Я обхватила диванный валик и припала к нему щекой, будто расставалась с милым другом.

— Значит, я прав, — сказал папа. — Что-то случилось. И ты сейчас скажешь, что именно.

Пришлось сказать.

Папа успокоил меня:

— Уладим как-нибудь. Диван в обиду не дадим.

И, к моей большой радости, к окну переставили буфет, которому было безразлично, где стоять.

Привезенный предмет оказался большим старым роялем, купленным «по случаю».

Я очень сожалела, что этот случай не случился в какой-нибудь другой семье. Мне рояль не понравился. Когда его несли по лестнице, он глухо ворчал. В дверях долго не удавалось повернуть его: хвост мешал. Дворник и двое грузчиков из сил выбивались.

Наконец рояль втащили в столовую, дворник сказал: «Играйте на здоровье!» Ему и грузчикам заплатили, и они ушли.

Рояль был коричневый, уже потускневший. Правая педаль гудела, а левая не нажималась совсем. Пожелтевшие клавиши звучали нестройно.

— Рояль расстроен, — сказала мама. — Придет настройщик, господин Птачек, и всё приведет в порядок.

— Знаешь что? — предложил на другой день Дима. — Пока рояль не настроен, а дома никого нет, давай поиграем в четыре руки.

— Давай! — с радостью согласилась я.

Мы уселись перед роялем рядышком, на двух стульях. И вот бы кто послушал, какая началась музыка!

Мы тыкали пальцами в клавиши, ударяли по ним всей пятерней, били по ним кулаками!

Но нам и этого показалось мало. Мы с Димой стащили с себя по башмаку и с громким хохотом стали колотить ими по всем клавишам сразу.

Старый рояль стонал всеми своими струнами, будто плакал, но нам и горя было мало.

Громче, еще громче! Не зевай!

Мы подняли такой шум, что ничего другого не слышали. Когда же, утомясь «игрой», красные, растрепанные, мы обернулись, то увидели, что за нами стоит мама, а рядом с ней пожилой человек с продолговатым ящичком в руках: господин Птачек, настройщик.

— Продолжайте, продолжайте, — сказала мама. — Отчего же вы перестали?

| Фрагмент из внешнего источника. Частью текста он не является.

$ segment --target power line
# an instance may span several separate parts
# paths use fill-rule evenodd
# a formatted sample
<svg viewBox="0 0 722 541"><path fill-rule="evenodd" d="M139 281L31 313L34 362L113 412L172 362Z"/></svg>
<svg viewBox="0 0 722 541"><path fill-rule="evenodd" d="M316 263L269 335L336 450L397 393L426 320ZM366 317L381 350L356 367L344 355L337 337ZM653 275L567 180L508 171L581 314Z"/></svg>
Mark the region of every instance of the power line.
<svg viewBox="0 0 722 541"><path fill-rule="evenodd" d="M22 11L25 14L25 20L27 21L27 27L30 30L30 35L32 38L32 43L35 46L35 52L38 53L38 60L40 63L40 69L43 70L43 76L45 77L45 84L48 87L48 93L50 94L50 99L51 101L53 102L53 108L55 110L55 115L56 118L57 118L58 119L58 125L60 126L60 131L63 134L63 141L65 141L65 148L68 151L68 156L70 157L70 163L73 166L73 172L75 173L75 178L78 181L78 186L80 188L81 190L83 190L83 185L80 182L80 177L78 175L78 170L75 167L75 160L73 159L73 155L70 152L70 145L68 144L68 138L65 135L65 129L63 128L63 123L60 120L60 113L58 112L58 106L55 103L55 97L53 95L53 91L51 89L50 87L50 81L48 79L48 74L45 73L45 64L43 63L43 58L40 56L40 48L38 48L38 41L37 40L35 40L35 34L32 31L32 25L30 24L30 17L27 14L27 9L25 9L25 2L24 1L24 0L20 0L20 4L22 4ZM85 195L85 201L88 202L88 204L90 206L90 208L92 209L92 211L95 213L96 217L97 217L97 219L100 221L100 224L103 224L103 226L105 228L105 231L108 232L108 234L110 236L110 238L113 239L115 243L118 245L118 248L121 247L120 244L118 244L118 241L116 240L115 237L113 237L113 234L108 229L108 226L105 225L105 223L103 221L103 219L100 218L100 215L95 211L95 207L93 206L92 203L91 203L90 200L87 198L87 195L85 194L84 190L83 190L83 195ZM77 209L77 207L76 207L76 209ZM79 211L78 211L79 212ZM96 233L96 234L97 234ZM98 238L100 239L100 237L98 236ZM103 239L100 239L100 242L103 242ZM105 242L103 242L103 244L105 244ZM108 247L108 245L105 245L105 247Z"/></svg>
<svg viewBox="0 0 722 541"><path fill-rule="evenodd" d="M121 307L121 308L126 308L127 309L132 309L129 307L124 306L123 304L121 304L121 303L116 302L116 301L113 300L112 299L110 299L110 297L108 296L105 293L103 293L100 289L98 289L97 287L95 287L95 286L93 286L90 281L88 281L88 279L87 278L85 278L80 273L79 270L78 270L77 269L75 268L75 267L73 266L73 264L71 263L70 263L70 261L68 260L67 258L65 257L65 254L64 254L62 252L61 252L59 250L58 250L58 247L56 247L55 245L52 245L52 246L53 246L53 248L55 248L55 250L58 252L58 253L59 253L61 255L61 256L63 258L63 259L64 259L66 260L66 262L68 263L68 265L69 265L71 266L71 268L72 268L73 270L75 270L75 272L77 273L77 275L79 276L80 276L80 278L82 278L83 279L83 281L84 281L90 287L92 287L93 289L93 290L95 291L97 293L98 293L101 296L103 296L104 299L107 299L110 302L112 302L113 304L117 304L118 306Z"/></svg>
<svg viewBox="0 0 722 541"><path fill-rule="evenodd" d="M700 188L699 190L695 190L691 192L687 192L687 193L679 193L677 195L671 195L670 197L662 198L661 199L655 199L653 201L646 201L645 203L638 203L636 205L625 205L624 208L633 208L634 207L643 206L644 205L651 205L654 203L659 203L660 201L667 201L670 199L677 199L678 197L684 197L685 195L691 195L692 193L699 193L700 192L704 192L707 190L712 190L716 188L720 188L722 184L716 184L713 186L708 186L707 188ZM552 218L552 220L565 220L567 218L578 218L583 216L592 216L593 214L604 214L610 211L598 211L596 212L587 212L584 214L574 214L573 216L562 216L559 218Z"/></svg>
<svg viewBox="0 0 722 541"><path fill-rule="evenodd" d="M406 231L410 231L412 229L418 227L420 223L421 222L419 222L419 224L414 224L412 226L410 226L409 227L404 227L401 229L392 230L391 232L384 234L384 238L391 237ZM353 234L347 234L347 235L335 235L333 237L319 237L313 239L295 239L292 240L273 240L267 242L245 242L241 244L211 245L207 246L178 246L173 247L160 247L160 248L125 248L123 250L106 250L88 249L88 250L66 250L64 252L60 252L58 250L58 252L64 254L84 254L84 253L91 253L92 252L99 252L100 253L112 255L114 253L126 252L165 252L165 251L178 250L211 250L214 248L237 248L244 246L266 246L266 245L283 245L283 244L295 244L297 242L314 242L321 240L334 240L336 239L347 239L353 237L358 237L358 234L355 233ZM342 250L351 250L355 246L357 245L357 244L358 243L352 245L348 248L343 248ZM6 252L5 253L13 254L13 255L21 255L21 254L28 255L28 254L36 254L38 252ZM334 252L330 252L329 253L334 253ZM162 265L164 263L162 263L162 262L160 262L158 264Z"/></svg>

Опустив головы, мы тихонько сползли со стульев и встали перед мамой, каждый из нас на одной ноге, поджимая под себя вторую, разутую, и пряча за спину снятый башмак.

— О, фу! — сказал господин Птачек, качая головой. — Как так можно? Почтенный инструмент. Старинной работы. Большие пианисты на нем играли. А тут... Фу! — И господин Птачек замшевой тряпочкой бережно протер старенькие клавиши.

Он отомкнул свой черный ящичек и достал инструменты. Потом приподнял крышку рояля, где, словно арфа на боку, лежали струны, по которым ударяли маленькие суконные молоточки.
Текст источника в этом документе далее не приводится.